Elektrisch liefern mit E-Trapos von PSA

Anhängelasten von bis zu einer Tonne möglich

| Autor: sp-x/jr

Seit seiner Markteinführung 2016 wurde der Peugeot Expert europaweit fast 200.000 Mal verkauft.
Seit seiner Markteinführung 2016 wurde der Peugeot Expert europaweit fast 200.000 Mal verkauft. (Bild: PSA)

Ab der zweiten Jahreshälfte sollen die Elektro-Varianten der drei PSA-Transportermodelle Opel Vivaro, Peugeot Expert und Citroen Jumpy ausgeliefert werden. Dazu haben die Pressestellen der Fabrikate in den vergangenen Wochen weitere Details veröffentlicht – allerdings noch keine Preise.

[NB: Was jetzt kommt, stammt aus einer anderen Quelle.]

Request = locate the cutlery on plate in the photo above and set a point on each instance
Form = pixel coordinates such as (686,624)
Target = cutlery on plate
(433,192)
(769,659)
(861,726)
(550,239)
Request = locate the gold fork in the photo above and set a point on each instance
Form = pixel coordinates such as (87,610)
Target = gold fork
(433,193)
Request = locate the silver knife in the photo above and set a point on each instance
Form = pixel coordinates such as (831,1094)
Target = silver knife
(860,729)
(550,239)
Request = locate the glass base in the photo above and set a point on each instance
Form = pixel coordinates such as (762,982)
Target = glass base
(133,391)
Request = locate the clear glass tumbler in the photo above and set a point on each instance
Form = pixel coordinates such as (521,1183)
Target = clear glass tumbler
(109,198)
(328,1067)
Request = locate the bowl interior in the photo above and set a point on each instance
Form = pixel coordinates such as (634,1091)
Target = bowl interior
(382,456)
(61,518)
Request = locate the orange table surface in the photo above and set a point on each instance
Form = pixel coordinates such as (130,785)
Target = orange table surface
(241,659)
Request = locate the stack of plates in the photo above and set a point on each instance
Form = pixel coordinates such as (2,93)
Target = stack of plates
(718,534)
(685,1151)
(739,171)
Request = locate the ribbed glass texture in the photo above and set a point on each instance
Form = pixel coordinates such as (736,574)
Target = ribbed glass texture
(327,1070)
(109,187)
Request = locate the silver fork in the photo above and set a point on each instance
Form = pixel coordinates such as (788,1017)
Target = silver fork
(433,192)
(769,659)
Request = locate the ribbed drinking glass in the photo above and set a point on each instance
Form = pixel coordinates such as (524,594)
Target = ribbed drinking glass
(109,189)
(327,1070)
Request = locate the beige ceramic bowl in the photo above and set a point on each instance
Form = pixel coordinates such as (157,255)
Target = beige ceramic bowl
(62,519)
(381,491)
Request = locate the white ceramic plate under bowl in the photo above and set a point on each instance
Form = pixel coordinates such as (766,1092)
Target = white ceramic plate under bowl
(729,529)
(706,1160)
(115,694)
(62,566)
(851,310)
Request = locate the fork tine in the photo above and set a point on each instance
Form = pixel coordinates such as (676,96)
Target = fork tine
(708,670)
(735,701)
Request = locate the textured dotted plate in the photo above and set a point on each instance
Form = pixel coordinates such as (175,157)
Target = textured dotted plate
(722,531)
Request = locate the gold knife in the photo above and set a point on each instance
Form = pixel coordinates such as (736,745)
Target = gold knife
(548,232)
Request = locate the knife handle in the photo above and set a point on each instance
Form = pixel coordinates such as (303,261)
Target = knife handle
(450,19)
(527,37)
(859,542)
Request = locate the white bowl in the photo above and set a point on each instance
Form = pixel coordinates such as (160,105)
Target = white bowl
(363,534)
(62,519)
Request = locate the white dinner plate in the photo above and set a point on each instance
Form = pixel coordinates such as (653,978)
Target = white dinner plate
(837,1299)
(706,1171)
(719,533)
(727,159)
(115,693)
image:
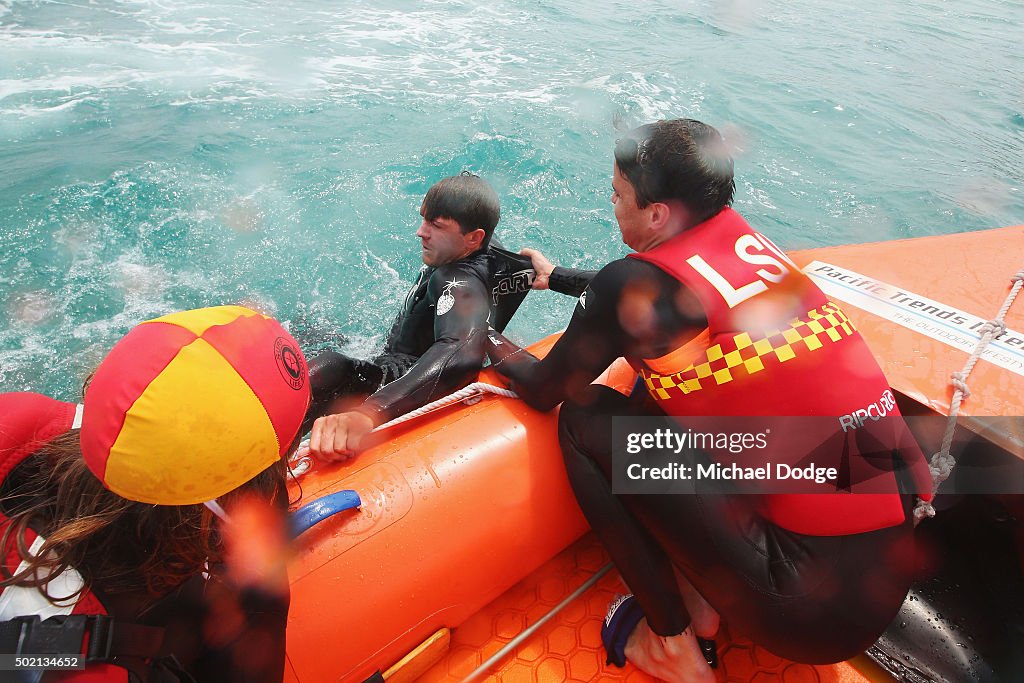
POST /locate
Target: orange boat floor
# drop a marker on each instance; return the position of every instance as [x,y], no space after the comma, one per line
[568,646]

Angetrieben werden die E-Trapos mit dem aus dem Corsa-E/Peugeot 208-E bekannten Elektroaggregat mit 100 kW/136 PS und 260 Newtonmeter Drehmoment, der auf eine maximale Geschwindigkeit von 130 km/h eingestellt ist. Die im Unterboden eingelassene Lithium-Ionen-Batterie ist in zwei Größen mit 50 beziehungsweise 75 kWh erhältlich. Der kleine Akku soll nach großzügiger WLTP-Messung 230, die große 330 Kilometer Reichweite erlauben.

Füttern lässt sich die Batterie mit bis zu 100 kW Gleichstrom. In der Basisausstattung enthalten ist zunächst der 7,4-kW-Ladeanschluss für die Steckdose – das Laden an einer Haushaltssteckdose mit 8A dauert beim großen Akku laut Hersteller allerdings 47 Stunden.

Optional wird ein 11-kW-On-Board-Charger für dreiphasigen Wechselstrom erhältlich sein. Ist eine entsprechende Wallbox vorhanden, verkürzt sich hier die Ladezeit (große 75-kWh-Batterie) auf 7,5 Stunden.

Für die Intensität der Rekuperation im Fahrbetrieb beziehungsweise der Bremswirkung bei der „Gas“-Wegnahme kann der Fahrer zwischen zwei Modi auswählen. Dank der Konnektivitätspakete des jeweiligen Fabrikats kann der Nutzer per Fernabfrage unter anderem den Ladezustand der Batterie prüfen sowie den Ladevorgang und die Innentemperatur steuern.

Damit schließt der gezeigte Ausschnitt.